Türkiye’nin
Avrupa Birliği yolunda önemli bir mesafe kat ettiğini belirten
Avrupa Parlamentosu Türkiye Raportörü
Ria Oomen Ruijten, ancak bu reformların son dönemde yavaşladığını ve bu yavaşlamanın bir an önce sonlanmasını istediğini söyledi.
Hollanda Türk İşadamları Derneği (HOTİAD) tarafından Maastricht’te düzenlenen 3. Avrupa Türk İşadamları
Ekonomi Zirvesi’ne katılan Ria Oomen, aynı zamanda Türkiye’de bir kutuplaşma olduğunu ve bunun da reform sürecini olumsuz etkilediğini kaydetti.
“Mesela Türkiye’de AB’nin öngördüğü ombudsmanlık müessesi henüz oluşturulmadı” diyen Oomen, bunun yanı sıra
Kopenhag Kriterleri’nde de yer alan bağımsız
adalet mekanizması, insan haklarının güvence altına alınması gibi konularda da önemli adımların atılmasını beklediklerini söyledi. “AB’ye giren son iki
ülke olan
Bulgaristan ve
Romanya birliğe girerken bu konulara dikkat etmedik. Bu ülkelerde ciddi aksaklıklar var şimdi ve o yüzden daha titiz olmak zorundayız” diyerek Türkiye’ye
mesaj veren Hollandalı AP üyesi, Türkiye’deki reform sürecinde son üç aydır bir canlanma olduğunu ve bu canlanmanın daha da artmasını arzuladıklarını dile getirdi.

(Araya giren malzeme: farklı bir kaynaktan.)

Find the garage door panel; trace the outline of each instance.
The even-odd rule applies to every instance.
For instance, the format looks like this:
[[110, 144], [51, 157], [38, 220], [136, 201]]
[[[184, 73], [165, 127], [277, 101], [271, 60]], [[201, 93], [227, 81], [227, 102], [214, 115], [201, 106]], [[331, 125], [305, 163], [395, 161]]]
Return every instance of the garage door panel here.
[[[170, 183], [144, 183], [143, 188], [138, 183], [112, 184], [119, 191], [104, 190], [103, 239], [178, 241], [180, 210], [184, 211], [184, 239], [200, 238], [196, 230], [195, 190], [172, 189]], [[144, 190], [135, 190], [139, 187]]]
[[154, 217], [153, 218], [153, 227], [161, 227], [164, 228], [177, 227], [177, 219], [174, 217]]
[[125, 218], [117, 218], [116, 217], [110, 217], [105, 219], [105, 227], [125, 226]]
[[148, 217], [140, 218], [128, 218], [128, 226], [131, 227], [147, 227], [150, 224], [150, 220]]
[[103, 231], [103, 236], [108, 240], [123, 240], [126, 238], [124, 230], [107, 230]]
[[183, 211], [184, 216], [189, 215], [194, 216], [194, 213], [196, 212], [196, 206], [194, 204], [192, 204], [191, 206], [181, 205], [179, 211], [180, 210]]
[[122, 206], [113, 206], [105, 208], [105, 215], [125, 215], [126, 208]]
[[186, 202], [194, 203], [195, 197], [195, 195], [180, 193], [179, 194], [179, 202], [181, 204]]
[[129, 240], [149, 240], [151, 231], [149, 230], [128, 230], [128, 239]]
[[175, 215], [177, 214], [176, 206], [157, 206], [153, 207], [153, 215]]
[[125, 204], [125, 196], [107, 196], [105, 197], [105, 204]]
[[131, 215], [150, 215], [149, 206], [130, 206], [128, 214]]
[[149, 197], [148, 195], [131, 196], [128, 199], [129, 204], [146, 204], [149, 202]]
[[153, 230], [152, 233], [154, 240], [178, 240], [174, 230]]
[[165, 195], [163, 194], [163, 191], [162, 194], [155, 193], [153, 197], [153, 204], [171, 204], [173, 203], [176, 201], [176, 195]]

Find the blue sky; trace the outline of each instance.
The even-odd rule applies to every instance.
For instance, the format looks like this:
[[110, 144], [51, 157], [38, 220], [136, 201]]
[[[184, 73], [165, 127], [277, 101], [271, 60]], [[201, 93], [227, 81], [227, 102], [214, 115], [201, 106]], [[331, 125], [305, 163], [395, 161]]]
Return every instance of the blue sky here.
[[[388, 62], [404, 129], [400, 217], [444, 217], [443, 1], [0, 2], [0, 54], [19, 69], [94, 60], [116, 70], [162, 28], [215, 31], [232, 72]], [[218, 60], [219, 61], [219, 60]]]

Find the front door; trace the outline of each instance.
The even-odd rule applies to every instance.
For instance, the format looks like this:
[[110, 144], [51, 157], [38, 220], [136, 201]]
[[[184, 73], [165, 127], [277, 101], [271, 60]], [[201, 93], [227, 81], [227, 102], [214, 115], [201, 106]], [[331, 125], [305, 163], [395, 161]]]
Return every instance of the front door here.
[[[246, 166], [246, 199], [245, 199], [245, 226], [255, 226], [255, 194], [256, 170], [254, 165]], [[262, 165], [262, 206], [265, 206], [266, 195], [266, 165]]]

Türkiye’de şu anda bir kamplaşma
tehlikesinin bulunduğundan da bahseden Ria Oomen, bu kamplaşmanın hem siyasal anlamda hem de toplumsal anlamda var olduğunu ve bunun da reformların hızını kestiğini ileri sürdü.
Türkiye’nin
Ermenistan ile arasındaki sorunların çözümü noktasında ve
Kafkasya’da yürüttüğü çabaları da desteklediklerini belirten Ria Oomen, sözlerine şöyle devam etti: “Samimi olarak söylüyorum ki Türkiye’de çok ciddi değişiklikle ve reformla gerçekleşti. Ve bunları takdirle karşılıyoruz. Hollanda’nın dönem başkanlığı sırasında müzakerelere başlama tarihi aldı Türkiye ama şu an bir duraklama var. Mesela neden hala bir ombudsman yok. Neden Türkiye sadece müzakere konularının açılmasını istiyor. Oysa yavaşlayan reformlardan da bahsetmek lazım. Oysa reformlar durdu. Bunun nedenlerini biliyorum tabiî ki. Son raporda dikkate aldığım konu şu Kopenhag kriterleri, bağımsız adalet mekanizması, insan haklarının güvence altına alınması… Bunlar Avrupa ile işbirliğinin temelidir. Bizi bir arada tutan değerlerdir.
AB’ye giren son iki ülke olan Bulgaristan ve Romanya’da bu konulara dikkat etmedik. Bu iki ülkede çok yanlışlar var. Bu yüzden daha titiz olmak zorundayız şimdi. Türkiye’de şu anda karşılıklı ayrışmadan kaynaklanan bir tehlike görüyoruz. 2008 yılında bu kamplaşma daha da arttı ve reform sürecini olumsuz etkiliyor. Bu ayrım hem toplumsal hem de siyasal düzeyde var. Oysa reformlar Türkiye’yi
modern yapacaktır. Bu reformlara yönelmek lazım. Sadece işi
teknik bazda ele alıp müzakere başlıklarının açılmasını dile getirmekle olmaz. Son üç aydır yakalan çizgi devam ederse Türkiye yeniden eski havasını yakalar.”